Remote Work Broadly Embraced
Scharf said the survey indicated that remote work appeals to the vast majority of lawyers. More than one-third would like full flexibility to choose their own work environment, including full-time remote work. The remaining two-thirds of survey respondents expressed a preference for a range of work arrangements — from one day in a shared, traditional law office to four or five days in the office each week.
Employers will need to adopt supportive policies that make remote work a success both for the employer and for individual lawyers. “There is definitely a demand for continued remote working,” Scharf said. “And we expect that leaders of law firms and law departments and organizations will have to focus on how an organization can support what so many lawyers say they would like to do.”
Scharf added that the survey results also pointed to a need for greater attention to lawyer well-being issues. “Lawyer well-being was a growing issue before the pandemic,” Scharf stated. “As we emerge from it, as people have learned what their own pressure points are, well-being has gained an even greater imperative.”

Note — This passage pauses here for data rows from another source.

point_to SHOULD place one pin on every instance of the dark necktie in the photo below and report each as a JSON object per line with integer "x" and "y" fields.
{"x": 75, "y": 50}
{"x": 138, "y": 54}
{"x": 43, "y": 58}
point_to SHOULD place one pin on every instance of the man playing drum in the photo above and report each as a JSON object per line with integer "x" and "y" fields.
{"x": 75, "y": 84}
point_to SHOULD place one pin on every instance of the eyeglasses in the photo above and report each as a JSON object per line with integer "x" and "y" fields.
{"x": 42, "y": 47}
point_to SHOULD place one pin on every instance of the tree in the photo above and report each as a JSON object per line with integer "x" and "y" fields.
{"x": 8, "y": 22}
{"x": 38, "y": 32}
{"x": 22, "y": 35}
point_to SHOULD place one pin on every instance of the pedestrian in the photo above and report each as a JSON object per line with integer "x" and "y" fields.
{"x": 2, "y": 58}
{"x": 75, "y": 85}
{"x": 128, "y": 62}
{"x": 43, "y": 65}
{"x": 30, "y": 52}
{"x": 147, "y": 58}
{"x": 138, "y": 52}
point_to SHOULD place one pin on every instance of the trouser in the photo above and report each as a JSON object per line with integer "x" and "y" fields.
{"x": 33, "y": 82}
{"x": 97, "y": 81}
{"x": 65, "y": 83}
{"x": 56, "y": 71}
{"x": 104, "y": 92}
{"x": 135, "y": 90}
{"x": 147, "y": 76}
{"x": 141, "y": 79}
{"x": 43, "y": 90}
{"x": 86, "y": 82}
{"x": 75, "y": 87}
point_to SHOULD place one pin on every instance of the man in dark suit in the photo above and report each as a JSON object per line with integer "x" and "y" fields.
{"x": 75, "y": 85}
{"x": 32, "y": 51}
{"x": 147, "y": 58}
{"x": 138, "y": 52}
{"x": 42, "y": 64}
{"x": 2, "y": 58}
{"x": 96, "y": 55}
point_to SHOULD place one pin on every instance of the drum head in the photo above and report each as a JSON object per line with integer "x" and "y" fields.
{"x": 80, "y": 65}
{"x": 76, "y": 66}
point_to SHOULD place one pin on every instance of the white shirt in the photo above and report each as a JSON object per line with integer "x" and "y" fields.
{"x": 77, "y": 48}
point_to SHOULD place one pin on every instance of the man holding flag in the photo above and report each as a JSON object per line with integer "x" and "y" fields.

Younger Lawyers Have Unmet Needs
The legal profession is now graduating classes of lawyers who mirror the general population. Women comprise about half of law school graduating classes. The percentage of graduating lawyers of color does not yet match the overall population, but it is growing and will continue to grow. According to the survey, this new generation of lawyers identified a different set of support and training needs than their older peers.
For example, while survey respondents across all demographic groups said they were looking for guidance on the use of technology in their practice, younger lawyers revealed that they needed:
- resources on mental health, well-being, and “burnout” prevention
- guidance on ways to implement effective inclusion
- resources for working parents
- mentorship, sponsorship, and pro bono opportunities
- recognition of racial justice issues
- enhanced technology support, including stipends to purchase office equipment for home use
- guidance on business development
- guidance on law firm staffing models
- increased networking opportunities and connections with affinity groups
Scharf pointed out that the needs identified in the survey were an opportunity for the bar association to serve its members and to grow membership. “Now is a great time for people to rethink what should law practice look like, and what should the places where lawyers practice look like,” Scharf advised. “It’s a fantastic time for leaders to rethink their paradigm of what their organization should look like, and what resources do lawyers need to succeed, and how will the organization achieve the diversity at all levels that so many are striving to achieve.”
The survey was conducted under the direction of the ABA Coordinating Group on Practice Forward. In addition to detailing the views of survey respondents, the survey report will propose best practices for law firms to meet some of the professional challenges identified in the survey.